This graph is a depiction of how the investment management industry has evolved since the 1980s. Whats most obvious is that the dominance held by traditional funds (ie mutual funds) is being replaced by the index funds or passive investment approach. Also note the growing importance of alternatives. By alternatives we mean the alternative invesmtment management industry (specifically hedge funds, private equity etc). Under index funds we lump the growing asset classes devoted to commodities (including Crude, Gold, Silver, Agriculturals, etc).

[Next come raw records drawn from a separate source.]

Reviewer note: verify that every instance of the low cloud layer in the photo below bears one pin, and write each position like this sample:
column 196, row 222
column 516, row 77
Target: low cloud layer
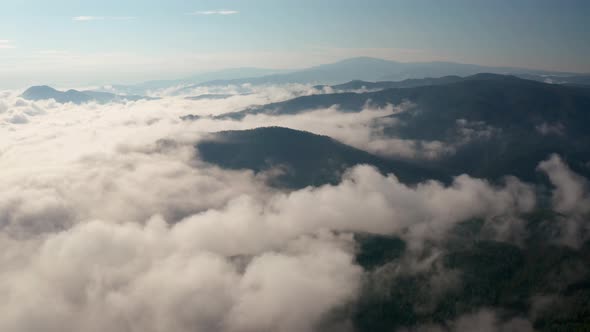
column 109, row 220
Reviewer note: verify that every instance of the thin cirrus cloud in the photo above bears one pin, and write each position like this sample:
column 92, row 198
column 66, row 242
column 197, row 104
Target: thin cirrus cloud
column 215, row 12
column 84, row 18
column 5, row 44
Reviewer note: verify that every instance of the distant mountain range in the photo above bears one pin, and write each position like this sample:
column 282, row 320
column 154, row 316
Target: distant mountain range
column 74, row 96
column 371, row 69
column 360, row 68
column 495, row 124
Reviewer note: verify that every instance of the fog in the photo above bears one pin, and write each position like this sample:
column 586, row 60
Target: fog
column 109, row 220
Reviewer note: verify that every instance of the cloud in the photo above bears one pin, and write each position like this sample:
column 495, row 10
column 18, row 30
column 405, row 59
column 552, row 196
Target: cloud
column 215, row 12
column 6, row 44
column 102, row 18
column 110, row 221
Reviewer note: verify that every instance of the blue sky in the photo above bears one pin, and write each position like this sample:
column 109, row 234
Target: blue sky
column 84, row 42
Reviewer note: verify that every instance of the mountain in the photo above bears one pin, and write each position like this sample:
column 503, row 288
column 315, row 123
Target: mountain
column 74, row 96
column 496, row 124
column 302, row 158
column 357, row 85
column 372, row 69
column 492, row 274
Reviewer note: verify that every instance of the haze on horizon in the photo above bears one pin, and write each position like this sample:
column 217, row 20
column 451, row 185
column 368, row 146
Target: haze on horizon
column 80, row 43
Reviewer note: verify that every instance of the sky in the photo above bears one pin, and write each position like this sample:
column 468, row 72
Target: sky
column 97, row 42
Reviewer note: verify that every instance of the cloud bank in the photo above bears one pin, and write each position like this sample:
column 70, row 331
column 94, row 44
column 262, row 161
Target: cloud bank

Evolution of the Asset Management Industry
We think most investment advisors should abandon the desire to bringing the “best” in the investment management industry into their client portfolios. Time after time, we have seen mutual fund managers with stellar “alpha” capability get destroyed on a absolute and relative basis (Bill Miller of Legg Mason and Richard Pzena of the Pzena Value Fund are some examples). What about hedge funds? They never do any harm right? Wrong. Forgetting for a moment the obvious disasters like Madoff, there have been a string of “high-flying, hot shot” hedge fund managers that blew up rather spectacularly.
Some “meltdowns” to note of in the hedge fund world: Polygon Global, Platinum Grove, and Amaranth … which were forced to wind down after horrendous performance. A slew of other hedge fund disasters are “restructuring” their funds, something which to me sounds like changing around the terms so they can start charging egregious performance fees given they are years away from hitting their old “high water marks”.
Regardless, the range of investment options via low cost index funds is growing at a steady rate. For those eager to implement asset allocation strategies across various stages of the business cycle, futures or index funds are the way to go.